The panel ended with a few questions from the audience. One aspiring comic book creator asked how to break into the industry, to which Morrison replied, “Be on welfare for 9 years,” referring to his own experience. Then he added, “keep pestering people. It’s quite difficult. Keep writing up stuff. Taking it to editors. If you’re any good and you’re persistent, you’ve got a good chance, but you just have to buckle down and get the work done.”
Morrison was also asked which Stan Lee creation he’d most like to write. His answer? “Iron Man or the Hulk.” “I don’t think I can write Spider-Man at all,” said Morrison. “He’s too specific.”

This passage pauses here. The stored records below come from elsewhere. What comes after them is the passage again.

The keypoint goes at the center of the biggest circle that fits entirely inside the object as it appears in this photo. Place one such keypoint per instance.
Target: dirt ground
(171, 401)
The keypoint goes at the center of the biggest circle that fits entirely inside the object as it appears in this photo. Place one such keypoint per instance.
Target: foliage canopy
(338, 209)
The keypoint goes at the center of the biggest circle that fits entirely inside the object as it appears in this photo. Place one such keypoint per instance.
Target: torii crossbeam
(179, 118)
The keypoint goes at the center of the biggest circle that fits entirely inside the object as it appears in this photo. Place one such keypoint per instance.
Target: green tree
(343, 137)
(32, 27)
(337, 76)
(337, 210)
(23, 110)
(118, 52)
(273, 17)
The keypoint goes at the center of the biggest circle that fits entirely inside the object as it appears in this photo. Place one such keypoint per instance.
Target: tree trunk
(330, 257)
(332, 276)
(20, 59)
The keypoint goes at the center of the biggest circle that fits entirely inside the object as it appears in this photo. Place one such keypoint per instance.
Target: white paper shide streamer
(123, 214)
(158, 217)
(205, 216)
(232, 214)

One fan asked how to create a character, and Lee replied, “Sometimes you can start with a super power and build a story around it. There are very few superpowers left, actually. I used to think of a title, and I’d write a story around it. I’m working on a movie and the whole story came out of the title I thought of.”
That brief discussion tied into a later question, about what was Lee’s biggest regret.

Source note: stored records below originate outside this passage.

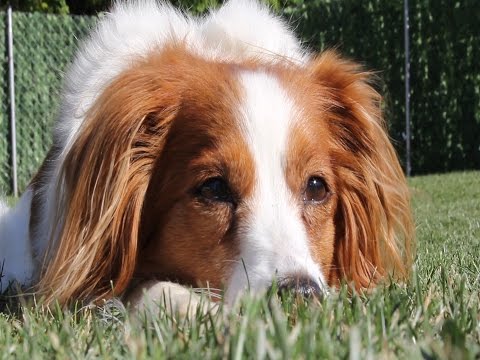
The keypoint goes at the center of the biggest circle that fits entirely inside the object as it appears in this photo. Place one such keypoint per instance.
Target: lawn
(436, 315)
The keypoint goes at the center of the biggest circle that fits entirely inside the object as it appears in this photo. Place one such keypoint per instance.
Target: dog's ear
(375, 232)
(104, 179)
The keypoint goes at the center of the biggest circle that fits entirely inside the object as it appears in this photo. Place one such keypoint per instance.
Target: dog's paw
(151, 297)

“There’s one thing I regretted,” said Lee. “Jack Kirby and I were supposed to do a ‘Fantastic Four’ [issue] — and the book was due shortly and I didn’t have any ideas. You can’t do a story without an idea. But I thought of a name: Diablo. By the time I finished saying the word ‘Diablo,’ Jack had already drawn him. We came up with some story, and I don’t remember what it was, but I thought it was terrible. But it was printed and it went out there and it was kind of a cheat, because we didn’t really have a story just the name for the character. That’s my one regret.”
The panel ended with Stan Lee and Grant Morrison being put on the spot by a fan who asked them to create a character together, on stage. After a bit of laughter and tentative discussion, Morrison said, “I think we should get paid for it, don’t you, Stan?” And both of them declared that they’d work together to create a new character for Virgin. A new superhero, created by Lee and Morrison, who would reflect the 21st century.
Lee said, “I’ll do what I usually do: he’ll do all the work and I’ll take all the credit.”
Lee’s beaming smile and combination of humility and self-confidence ended the panel, just as it had begun: with excitement and laughter.